MacNay spends hours each week planning rehearsals in detail, approaching the most difficult music first. She said her role is to inspire confidence and bring the best from the musicians and the choir as a whole.
“it’s not about me. It’s about producing the music and being confident about it. I just steer. They’re reading me for the sound we’re looking to produce, but really, it’s them.”
Getting to that stage also means working on her own confidence, and overcoming “nightmares” as a performance approaches, which include knocking knees and a sick feeling before taking the baton.
“Inside, I’m a wreck,” she said. “But I get to the podium and I turn to the choir and I’m fine. I’m totally focused.”
Recruitment was among her goals when she took over the position, with plans of helping develop the choir long term and a clear idea of the kind of choir she wanted to direct.
“The choir I’m trying to build is a choir that is 100% committed to excellence in singing.

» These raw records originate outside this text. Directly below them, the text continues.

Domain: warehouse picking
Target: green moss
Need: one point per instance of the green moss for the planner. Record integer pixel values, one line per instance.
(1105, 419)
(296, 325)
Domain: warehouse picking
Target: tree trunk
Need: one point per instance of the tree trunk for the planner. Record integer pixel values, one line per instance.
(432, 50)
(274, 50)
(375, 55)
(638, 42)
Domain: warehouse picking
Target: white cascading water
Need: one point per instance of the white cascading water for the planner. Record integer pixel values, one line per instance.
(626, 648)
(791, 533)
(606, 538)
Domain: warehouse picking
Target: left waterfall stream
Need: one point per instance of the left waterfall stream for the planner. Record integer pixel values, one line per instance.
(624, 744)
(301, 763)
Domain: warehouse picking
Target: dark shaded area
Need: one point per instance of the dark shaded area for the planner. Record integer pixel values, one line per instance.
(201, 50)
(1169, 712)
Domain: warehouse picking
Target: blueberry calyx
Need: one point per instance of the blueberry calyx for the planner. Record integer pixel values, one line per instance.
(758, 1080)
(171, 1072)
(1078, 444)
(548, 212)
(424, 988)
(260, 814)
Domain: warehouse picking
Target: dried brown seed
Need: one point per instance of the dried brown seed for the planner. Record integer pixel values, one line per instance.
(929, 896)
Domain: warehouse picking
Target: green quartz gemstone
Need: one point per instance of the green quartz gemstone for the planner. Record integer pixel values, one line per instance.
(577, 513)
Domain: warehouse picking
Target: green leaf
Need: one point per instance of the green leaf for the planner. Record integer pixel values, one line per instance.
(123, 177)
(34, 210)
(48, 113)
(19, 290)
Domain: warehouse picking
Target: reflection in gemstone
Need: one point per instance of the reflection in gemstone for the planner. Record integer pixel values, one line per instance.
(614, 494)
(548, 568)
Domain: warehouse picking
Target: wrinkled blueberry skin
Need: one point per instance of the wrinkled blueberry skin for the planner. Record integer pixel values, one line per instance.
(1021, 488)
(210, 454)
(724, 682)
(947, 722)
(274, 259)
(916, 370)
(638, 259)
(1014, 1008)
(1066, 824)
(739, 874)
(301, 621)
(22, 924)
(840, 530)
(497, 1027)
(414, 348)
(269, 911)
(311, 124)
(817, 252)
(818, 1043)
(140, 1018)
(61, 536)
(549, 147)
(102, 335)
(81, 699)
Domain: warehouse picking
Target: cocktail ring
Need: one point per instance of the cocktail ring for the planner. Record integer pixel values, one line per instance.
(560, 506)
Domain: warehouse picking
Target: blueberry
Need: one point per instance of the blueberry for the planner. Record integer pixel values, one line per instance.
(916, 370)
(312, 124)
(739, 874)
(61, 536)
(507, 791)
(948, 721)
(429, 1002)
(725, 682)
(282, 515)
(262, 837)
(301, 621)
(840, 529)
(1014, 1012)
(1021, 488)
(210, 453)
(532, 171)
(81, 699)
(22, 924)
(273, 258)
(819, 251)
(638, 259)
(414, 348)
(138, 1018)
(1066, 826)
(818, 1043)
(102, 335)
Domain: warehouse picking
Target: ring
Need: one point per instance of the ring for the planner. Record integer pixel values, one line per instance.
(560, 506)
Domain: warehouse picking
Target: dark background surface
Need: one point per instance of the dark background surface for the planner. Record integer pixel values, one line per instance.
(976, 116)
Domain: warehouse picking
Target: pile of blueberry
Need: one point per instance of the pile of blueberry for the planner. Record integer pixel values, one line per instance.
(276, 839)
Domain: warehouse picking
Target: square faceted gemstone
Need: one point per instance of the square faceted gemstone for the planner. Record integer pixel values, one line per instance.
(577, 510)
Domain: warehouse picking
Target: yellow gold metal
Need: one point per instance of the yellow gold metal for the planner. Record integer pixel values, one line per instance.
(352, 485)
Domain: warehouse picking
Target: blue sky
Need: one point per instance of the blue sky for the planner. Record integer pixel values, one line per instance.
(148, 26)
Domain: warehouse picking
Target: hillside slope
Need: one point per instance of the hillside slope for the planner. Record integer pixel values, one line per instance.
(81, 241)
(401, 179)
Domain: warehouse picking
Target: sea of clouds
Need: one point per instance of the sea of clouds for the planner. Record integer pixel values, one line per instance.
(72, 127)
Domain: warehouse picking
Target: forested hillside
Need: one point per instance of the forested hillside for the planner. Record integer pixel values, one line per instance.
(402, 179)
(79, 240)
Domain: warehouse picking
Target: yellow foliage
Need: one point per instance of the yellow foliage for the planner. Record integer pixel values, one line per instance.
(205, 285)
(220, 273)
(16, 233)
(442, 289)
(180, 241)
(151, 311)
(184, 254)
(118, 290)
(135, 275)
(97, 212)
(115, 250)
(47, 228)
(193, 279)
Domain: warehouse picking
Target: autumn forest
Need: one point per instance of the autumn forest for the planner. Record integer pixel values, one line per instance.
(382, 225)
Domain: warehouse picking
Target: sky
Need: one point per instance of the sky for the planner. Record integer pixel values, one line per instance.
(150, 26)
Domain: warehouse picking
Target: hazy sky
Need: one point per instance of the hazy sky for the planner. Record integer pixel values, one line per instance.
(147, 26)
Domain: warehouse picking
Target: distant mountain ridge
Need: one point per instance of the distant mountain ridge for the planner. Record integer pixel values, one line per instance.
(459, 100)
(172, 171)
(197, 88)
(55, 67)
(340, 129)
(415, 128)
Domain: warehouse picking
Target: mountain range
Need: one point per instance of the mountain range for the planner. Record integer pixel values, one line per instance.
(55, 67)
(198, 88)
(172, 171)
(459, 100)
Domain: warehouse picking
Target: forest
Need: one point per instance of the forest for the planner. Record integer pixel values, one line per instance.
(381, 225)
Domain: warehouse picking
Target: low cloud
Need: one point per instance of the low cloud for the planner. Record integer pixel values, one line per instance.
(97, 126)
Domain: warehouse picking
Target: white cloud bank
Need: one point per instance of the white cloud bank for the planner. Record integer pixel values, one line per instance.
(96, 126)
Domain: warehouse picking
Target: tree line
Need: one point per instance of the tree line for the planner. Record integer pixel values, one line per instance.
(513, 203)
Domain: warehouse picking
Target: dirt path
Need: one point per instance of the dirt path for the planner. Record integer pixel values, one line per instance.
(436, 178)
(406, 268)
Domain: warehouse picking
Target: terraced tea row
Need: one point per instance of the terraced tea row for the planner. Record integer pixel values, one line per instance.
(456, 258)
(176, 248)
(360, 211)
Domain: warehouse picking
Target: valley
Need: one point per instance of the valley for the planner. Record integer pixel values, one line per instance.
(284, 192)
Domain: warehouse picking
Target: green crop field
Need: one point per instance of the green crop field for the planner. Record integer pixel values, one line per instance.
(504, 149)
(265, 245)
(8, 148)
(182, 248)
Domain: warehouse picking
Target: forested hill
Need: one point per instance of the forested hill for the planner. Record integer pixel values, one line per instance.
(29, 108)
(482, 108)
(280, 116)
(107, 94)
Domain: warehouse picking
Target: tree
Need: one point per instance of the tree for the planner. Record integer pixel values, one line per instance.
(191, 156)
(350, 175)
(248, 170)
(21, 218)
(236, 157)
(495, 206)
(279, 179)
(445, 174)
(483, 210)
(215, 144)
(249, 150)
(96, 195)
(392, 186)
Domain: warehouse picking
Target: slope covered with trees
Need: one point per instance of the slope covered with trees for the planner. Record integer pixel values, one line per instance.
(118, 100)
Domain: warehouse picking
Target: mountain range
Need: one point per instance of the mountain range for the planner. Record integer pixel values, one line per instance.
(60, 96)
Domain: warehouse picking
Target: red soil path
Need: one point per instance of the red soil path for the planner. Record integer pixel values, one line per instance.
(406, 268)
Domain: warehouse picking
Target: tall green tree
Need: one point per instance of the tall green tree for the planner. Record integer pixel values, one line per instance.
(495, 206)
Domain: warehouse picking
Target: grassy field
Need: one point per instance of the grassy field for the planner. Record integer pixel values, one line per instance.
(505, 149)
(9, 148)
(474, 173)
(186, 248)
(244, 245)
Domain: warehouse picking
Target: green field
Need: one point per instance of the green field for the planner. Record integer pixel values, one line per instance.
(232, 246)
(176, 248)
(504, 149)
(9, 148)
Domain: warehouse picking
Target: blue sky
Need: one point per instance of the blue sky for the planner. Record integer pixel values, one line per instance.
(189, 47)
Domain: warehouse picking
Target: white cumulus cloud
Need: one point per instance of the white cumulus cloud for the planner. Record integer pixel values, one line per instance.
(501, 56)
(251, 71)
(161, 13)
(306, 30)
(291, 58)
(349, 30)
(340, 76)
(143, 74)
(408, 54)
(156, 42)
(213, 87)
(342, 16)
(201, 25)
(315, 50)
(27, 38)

That’s what I want,” MacNay said. “I’m looking for a certain type of atmosphere in my choir, I want very positive committed people who are going to stick with it,”
The choir has grown since from about 25 members to now almost 70, MacNay said.
“They are phenomenal. It’s exciting.”
The Georgian Bay Concert Choir will perform the Mozart Requiem next Friday, April 6 at 7:30 p.m. at Georgian Shores United Church in Owen Sound. Admission is $20 for adults and free for children.